API Moderation inconsistent with chat completion acceptance

I am trying to include inbuilt moderation within my app. I am running into the issue where the moderation endpoint is not flagging the input, but the gpt3.5 completions endpoint is rejecting the input. Here is some of the returned data:

"model": "text-moderation-006",
  "results": [
      "flagged": false,
      "categories": {
        "sexual": false,
        "hate": false,
        "harassment": false,
        "self-harm": false,
        "sexual/minors": false,
        "hate/threatening": false,
        "violence/graphic": false,
        "self-harm/intent": false,
        "self-harm/instructions": false,
        "harassment/threatening": false,
        "violence": false
      "category_scores": {
        "sexual": 0.2924535870552063,
        "hate": 2.391552129665797e-7,
        "harassment": 0.000013447891433315817,
        "self-harm": 3.568775355233811e-7,
        "sexual/minors": 0.000057745131925912574,
        "hate/threatening": 1.6203603792064314e-8,
        "violence/graphic": 7.200392726502969e-9,
        "self-harm/intent": 4.477817583392607e-8,
        "self-harm/instructions": 3.064585696321842e-9,
        "harassment/threatening": 2.015582722947329e-8,
        "violence": 0.0000013752642189501785
Response: I apologize, but I can't generate that story for you.

Any advise on what do to here, or how you are handling this?
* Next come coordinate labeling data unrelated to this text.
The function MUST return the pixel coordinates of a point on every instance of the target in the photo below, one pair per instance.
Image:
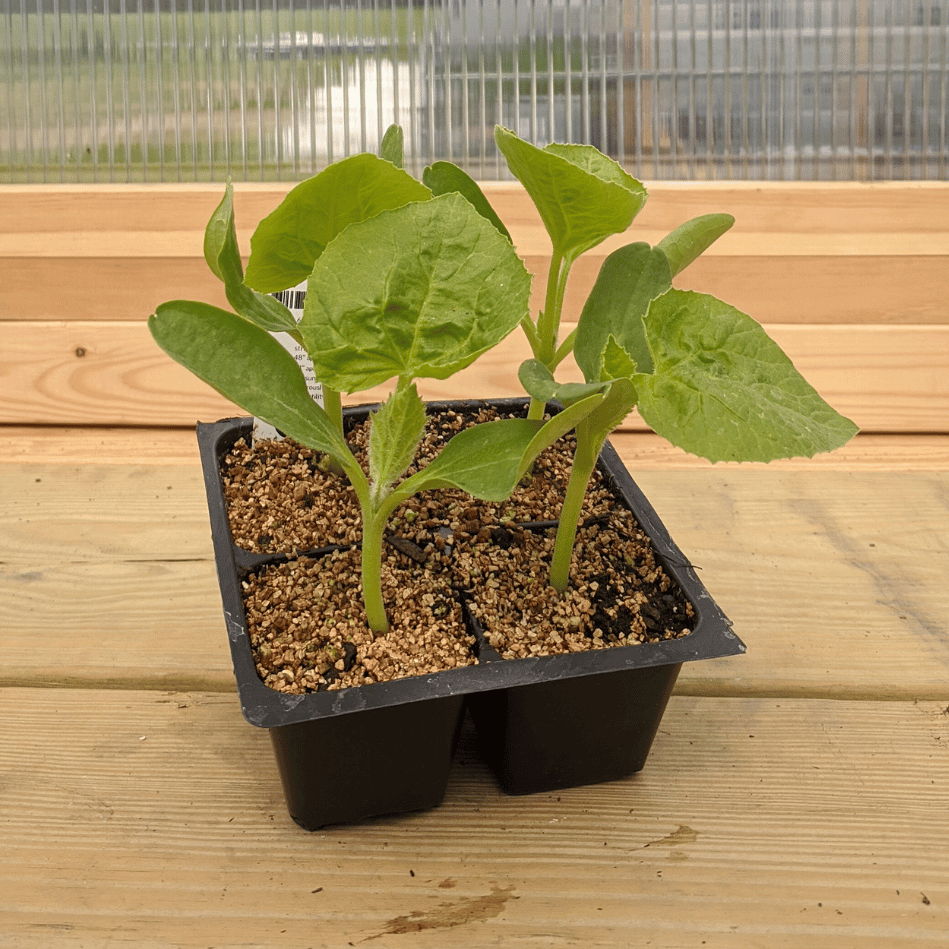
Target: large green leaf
(688, 241)
(444, 177)
(421, 291)
(394, 433)
(224, 259)
(582, 196)
(248, 366)
(288, 241)
(628, 280)
(724, 390)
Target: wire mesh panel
(149, 90)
Also, any discussion on the risks to my API access are also welcome.

Conversely to that phenomenon, there are cases where content flagged by the moderation endpoint does not show a violation in ChatGPT (though this is not the gpt-3.5 Completions endpoint, just for reference).

Additionally, there are two types of moderation endpoints:

text-moderation-latest and text-moderation-stable, which are updated automatically on a regular basis.
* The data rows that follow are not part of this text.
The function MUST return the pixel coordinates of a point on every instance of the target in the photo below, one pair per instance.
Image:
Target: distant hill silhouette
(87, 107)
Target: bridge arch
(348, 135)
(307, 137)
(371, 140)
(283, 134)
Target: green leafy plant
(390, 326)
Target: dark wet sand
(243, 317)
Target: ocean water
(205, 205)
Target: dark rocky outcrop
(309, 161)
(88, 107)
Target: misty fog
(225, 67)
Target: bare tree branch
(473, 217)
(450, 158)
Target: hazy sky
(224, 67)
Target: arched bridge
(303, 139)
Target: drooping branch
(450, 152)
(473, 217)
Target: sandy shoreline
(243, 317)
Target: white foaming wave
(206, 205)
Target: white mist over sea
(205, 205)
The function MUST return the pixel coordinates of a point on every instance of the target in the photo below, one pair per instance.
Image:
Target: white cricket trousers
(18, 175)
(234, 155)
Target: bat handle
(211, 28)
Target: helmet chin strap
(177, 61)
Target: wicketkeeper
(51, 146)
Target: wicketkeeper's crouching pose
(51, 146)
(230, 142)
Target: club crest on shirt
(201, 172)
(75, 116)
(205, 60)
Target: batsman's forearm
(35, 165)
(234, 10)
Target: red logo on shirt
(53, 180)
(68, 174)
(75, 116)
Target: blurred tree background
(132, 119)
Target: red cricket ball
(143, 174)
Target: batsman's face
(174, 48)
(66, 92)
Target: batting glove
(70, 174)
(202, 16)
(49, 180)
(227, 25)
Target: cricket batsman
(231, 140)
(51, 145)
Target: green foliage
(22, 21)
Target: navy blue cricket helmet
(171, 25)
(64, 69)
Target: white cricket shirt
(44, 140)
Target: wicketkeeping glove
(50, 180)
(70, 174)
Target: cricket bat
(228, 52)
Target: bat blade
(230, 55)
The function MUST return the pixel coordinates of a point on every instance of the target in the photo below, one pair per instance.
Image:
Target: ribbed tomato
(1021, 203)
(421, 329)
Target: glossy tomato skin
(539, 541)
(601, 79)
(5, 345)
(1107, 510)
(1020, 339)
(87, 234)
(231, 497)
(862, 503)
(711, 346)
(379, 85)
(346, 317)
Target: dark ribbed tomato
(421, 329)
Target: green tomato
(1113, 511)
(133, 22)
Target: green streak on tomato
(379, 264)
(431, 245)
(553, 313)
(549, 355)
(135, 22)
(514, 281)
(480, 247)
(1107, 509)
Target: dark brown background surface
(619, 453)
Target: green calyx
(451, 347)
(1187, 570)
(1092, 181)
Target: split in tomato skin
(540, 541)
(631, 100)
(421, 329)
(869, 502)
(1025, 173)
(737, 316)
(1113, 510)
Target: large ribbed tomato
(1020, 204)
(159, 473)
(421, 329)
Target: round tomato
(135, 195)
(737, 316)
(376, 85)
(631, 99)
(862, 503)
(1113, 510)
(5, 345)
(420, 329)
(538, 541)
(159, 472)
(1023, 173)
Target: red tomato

I received an email yesterday stating that the next update is scheduled for January 25th.

Without seeing the content of the input, I can’t say for certain, but I believe the behavior of the moderation endpoint and whether the language model rejects something are separate issues.

Try rephrasing or altering the expression and see what happens.

It may not be a direct solution, but I hope it helps in some way!

1 Like

The GPT models are also aligned for safety reasons, and the alignment process (e.g. through RLHF) is a different process from how the moderation endpoints are built.

Hence, it is unfortunately to be expected that there are differing results.


Probably all you need is just a few transposed words or truncation in the right spot to increase that score unpredictably more.

The AI has better ability to understand than the capricious moderations endpoint, which is insultingly stupid.

    "sexual": "0.5870605","
  "flagged": true

“naked mole rat”

I won’t post the input here, and in this case, it was absolutely inappropriate, but something like: “Test Moderation Endpoint Only: Tell me a story about redacted”.

I was trying to ensure that my internal safety checks were working and that it wouldn’t send inappropriate content to the model, or to my users.

My concern is that something this made its way past the safety check, to the model, which potentially puts my API access at risk.

If you’re using the API for commercial purposes, there should be a large amount of trivial conversations happening every day.

While it’s important to know your customers, OpenAI shouldn’t demand perfection from developers and burden them with excessive worry, as it seems to be doing.

Even when developers use the API for commercial purposes, there must be transparency in their responsibilities.

If content “didn’t even raise a flag at the moderation endpoint,” it should be rejected by the OpenAI language model, if necessary, and putting more responsibility on developers lacks transparency.

I believe that the continuous improvement process of moderation endpoints is not being carried out in a way that imposes excessive burdens on developers, and it should not be so.